Essex: More than £220,000 paid in compensation to injured pupils in school accidents
PUBLISHED: 09:03 05 March 2013 | UPDATED: 09:03 05 March 2013
MORE than £220,000 has been paid out in compensation to pupils following accidents at schools, new figures have revealed.
The damage payouts – recorded from 2008 to 2010, the latest figures available with 2011 and 2012 claims awaiting settlement – include a £23,580 successful claim for an injury sustained following a fall from “defective monkey bars”.
Another £28,972 was paid out for an injury after a student’s face struck a wooden window ledge, while £24,650 was won following an injury to a pupil falling from climbing equipment.
The table of payments – which totals £227,137 – was released by Essex County Council after a request under the Freedom of Information by the EADT.
Out of the 17 successful claims for compensation in the last five years – which included costs as well as damages in the payment figures – one was due to snow or ice.
An Essex County Council spokesperson said: “Essex County Council takes its health, safety and wellbeing responsibilities seriously and is committed to complying with its legal, moral and financial obligations.
“We insure 500 schools in Essex. When a claim is made it is investigated thoroughly and damages are awarded if Essex County Council has been negligent.”
A further £27,780 was successfully claimed for following an injury due to a slip on wet floor and the highest payout, totalling £30,544, was for an injury due to a trip down a step.
Essex County Council councillor Julie Young said some parents might find the figures worrying – and insisted schools should do more to improve health and safety.
Mrs Young said: “Health and safety is an important issue, especially with children at school, and I think some parents will be concerned with these high figures.
“Parents need to know that they are sending their children to safe schools and it is important the issue of their health and safety is treated seriously and importantly.
“It is my understanding the council offers training but I question whether there is enough analysis done.

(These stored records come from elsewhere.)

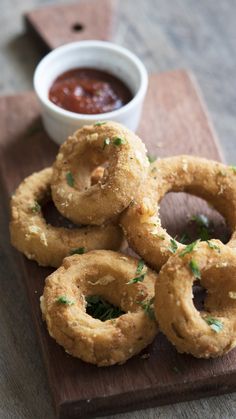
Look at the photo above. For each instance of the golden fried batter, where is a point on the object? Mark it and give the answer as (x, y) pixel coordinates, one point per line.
(103, 273)
(125, 157)
(212, 331)
(207, 179)
(42, 242)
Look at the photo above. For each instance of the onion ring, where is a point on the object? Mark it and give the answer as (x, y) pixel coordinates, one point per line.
(210, 332)
(104, 273)
(87, 148)
(207, 179)
(42, 242)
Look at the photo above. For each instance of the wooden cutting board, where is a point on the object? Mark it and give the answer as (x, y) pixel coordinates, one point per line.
(174, 121)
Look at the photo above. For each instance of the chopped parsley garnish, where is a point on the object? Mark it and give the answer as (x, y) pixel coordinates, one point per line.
(233, 168)
(36, 207)
(173, 246)
(214, 324)
(159, 236)
(195, 269)
(99, 123)
(213, 246)
(106, 142)
(64, 300)
(119, 141)
(101, 309)
(151, 159)
(70, 180)
(222, 173)
(148, 308)
(189, 248)
(140, 276)
(77, 251)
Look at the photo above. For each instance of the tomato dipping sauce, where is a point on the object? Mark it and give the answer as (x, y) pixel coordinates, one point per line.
(89, 91)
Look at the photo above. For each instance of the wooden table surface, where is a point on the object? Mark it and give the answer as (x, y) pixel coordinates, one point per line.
(198, 35)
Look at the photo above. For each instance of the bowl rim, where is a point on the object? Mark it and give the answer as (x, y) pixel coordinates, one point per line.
(90, 44)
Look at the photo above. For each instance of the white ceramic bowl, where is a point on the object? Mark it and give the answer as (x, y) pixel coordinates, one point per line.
(119, 61)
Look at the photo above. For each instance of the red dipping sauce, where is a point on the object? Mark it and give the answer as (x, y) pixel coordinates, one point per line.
(89, 91)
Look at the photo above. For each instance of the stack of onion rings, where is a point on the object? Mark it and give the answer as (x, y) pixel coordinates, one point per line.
(99, 173)
(210, 180)
(89, 147)
(46, 244)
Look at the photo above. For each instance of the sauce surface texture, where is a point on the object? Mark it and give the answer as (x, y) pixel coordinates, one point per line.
(89, 91)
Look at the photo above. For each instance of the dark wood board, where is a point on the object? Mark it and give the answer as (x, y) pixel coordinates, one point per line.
(56, 25)
(174, 121)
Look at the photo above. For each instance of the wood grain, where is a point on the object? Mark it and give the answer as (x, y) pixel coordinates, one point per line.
(173, 121)
(53, 26)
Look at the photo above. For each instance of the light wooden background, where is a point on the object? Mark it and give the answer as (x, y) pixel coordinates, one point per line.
(196, 34)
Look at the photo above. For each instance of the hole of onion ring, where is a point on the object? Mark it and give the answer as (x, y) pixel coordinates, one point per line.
(199, 294)
(177, 210)
(54, 218)
(99, 308)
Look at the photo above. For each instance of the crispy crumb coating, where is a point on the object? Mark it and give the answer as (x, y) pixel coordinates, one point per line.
(207, 179)
(177, 316)
(104, 273)
(91, 146)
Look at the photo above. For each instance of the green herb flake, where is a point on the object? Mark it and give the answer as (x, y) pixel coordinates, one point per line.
(148, 308)
(101, 309)
(151, 159)
(36, 207)
(214, 324)
(70, 180)
(77, 251)
(195, 269)
(173, 246)
(119, 141)
(159, 236)
(184, 238)
(140, 276)
(99, 123)
(64, 300)
(176, 370)
(189, 248)
(106, 142)
(201, 220)
(213, 246)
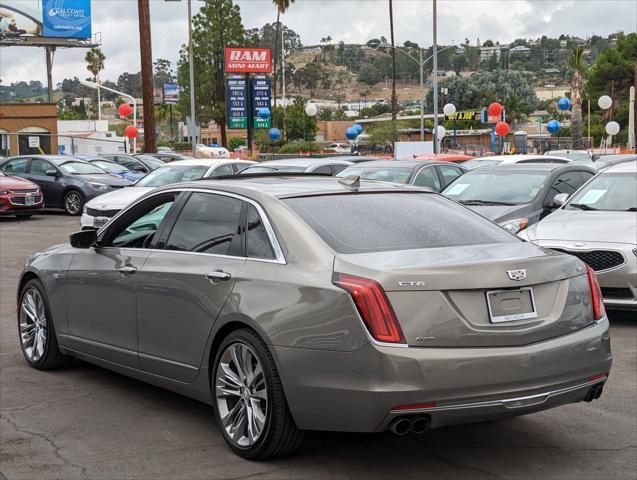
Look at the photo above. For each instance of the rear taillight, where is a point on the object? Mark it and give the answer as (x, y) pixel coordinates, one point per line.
(596, 294)
(373, 306)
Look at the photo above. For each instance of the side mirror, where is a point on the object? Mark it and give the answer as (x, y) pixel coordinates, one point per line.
(560, 199)
(84, 239)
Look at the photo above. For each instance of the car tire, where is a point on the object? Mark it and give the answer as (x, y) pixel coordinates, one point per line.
(38, 340)
(260, 401)
(73, 203)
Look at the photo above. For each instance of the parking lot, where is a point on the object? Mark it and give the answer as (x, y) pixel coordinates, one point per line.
(87, 422)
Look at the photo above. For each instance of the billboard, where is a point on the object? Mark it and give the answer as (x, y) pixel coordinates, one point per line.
(66, 18)
(237, 102)
(171, 93)
(248, 60)
(15, 22)
(261, 97)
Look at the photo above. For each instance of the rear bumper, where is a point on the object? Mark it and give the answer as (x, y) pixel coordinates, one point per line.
(359, 391)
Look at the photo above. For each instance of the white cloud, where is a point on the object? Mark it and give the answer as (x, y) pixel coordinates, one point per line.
(347, 20)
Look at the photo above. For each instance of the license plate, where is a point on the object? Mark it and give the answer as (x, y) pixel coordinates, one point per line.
(511, 305)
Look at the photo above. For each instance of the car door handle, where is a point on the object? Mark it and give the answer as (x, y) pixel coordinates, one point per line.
(218, 275)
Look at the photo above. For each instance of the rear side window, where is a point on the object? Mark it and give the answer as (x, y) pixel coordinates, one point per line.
(257, 240)
(208, 223)
(376, 222)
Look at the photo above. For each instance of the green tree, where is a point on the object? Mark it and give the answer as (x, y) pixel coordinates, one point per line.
(216, 26)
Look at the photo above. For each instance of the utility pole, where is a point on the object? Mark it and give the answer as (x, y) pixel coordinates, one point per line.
(146, 52)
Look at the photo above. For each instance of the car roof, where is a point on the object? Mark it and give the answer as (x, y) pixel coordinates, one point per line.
(624, 167)
(304, 162)
(280, 186)
(534, 167)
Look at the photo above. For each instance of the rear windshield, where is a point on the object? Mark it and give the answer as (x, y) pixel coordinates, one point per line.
(376, 222)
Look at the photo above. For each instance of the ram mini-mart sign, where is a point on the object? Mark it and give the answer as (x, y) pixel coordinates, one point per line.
(248, 60)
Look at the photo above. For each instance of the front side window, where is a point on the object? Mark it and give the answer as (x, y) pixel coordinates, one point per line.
(16, 166)
(139, 230)
(40, 167)
(257, 241)
(608, 191)
(428, 177)
(368, 222)
(208, 223)
(505, 187)
(172, 174)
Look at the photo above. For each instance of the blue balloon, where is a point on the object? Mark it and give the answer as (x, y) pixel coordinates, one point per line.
(564, 103)
(274, 134)
(553, 126)
(351, 133)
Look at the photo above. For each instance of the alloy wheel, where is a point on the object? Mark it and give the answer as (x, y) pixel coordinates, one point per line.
(33, 324)
(73, 203)
(241, 393)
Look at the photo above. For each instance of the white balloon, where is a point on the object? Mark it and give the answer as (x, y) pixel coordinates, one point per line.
(605, 102)
(612, 128)
(310, 110)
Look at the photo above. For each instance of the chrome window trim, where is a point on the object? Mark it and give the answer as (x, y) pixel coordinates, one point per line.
(274, 242)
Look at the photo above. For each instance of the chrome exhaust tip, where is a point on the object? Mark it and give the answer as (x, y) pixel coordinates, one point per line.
(420, 425)
(400, 426)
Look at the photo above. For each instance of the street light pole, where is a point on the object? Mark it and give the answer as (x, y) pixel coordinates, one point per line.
(94, 85)
(435, 75)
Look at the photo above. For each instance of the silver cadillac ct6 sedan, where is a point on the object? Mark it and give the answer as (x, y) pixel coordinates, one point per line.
(308, 303)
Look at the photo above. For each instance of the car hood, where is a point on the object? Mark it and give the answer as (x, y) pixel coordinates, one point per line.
(118, 199)
(16, 182)
(500, 213)
(583, 226)
(106, 178)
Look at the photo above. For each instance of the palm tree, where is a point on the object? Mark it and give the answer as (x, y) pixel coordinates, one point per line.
(577, 86)
(95, 64)
(394, 100)
(281, 7)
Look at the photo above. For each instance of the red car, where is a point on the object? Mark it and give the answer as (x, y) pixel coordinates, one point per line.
(19, 197)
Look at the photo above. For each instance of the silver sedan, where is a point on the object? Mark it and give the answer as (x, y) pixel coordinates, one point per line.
(312, 303)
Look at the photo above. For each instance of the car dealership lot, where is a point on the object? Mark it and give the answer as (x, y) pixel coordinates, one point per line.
(86, 422)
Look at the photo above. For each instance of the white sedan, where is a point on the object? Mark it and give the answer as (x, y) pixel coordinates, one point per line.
(100, 210)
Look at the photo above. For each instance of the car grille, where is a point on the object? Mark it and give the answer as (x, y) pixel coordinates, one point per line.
(22, 200)
(597, 259)
(616, 293)
(101, 213)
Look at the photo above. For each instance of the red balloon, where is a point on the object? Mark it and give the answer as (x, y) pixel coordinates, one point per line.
(502, 128)
(124, 110)
(131, 131)
(495, 109)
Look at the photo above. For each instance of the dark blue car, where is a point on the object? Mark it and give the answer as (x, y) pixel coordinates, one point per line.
(66, 183)
(116, 169)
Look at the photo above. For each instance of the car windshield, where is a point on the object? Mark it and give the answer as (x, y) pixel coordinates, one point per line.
(499, 188)
(110, 167)
(608, 191)
(152, 161)
(274, 168)
(381, 174)
(359, 223)
(80, 168)
(471, 164)
(172, 174)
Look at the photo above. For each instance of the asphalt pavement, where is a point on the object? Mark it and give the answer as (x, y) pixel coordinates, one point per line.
(87, 422)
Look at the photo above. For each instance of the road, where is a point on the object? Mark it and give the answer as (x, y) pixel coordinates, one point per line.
(87, 422)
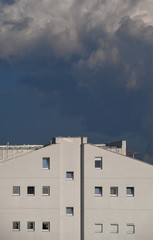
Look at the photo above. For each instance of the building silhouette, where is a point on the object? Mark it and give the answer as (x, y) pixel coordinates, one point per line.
(74, 190)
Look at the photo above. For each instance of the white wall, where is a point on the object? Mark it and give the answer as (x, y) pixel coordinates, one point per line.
(123, 172)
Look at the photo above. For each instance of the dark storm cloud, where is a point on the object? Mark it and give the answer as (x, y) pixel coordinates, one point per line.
(91, 59)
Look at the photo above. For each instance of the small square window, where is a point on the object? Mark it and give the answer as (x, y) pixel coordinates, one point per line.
(98, 162)
(31, 226)
(46, 226)
(69, 211)
(98, 228)
(31, 190)
(16, 190)
(130, 191)
(114, 191)
(114, 228)
(98, 191)
(69, 175)
(16, 226)
(46, 190)
(46, 163)
(130, 228)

I think more needs to be done.”
Jonathan Isaby, Political Director of the TaxPayers’ Alliance, said he was worried about the rise in “compensation culture”.
He said: “Taxpayers will be astonished at this bill which they are footing.
“There will be some perfectly legitimate claims because of negligence but, at the end of the day, accidents happen.
“In recent years there has been a worrying rise in the compensation culture and taxpayers should certainly not be footing the bill for cases where a bit of common sense would have avoided the accident.“
Sociology professor Frank Furedi said: “Demanding compensation from schools is immoral, because the taxpaying public have to cough up the cash.
“It forces teachers and headteachers into an ‘avoiding risk’ culture – whereby school trips go down and the rules of physical activity are changed, making the children less competitive.”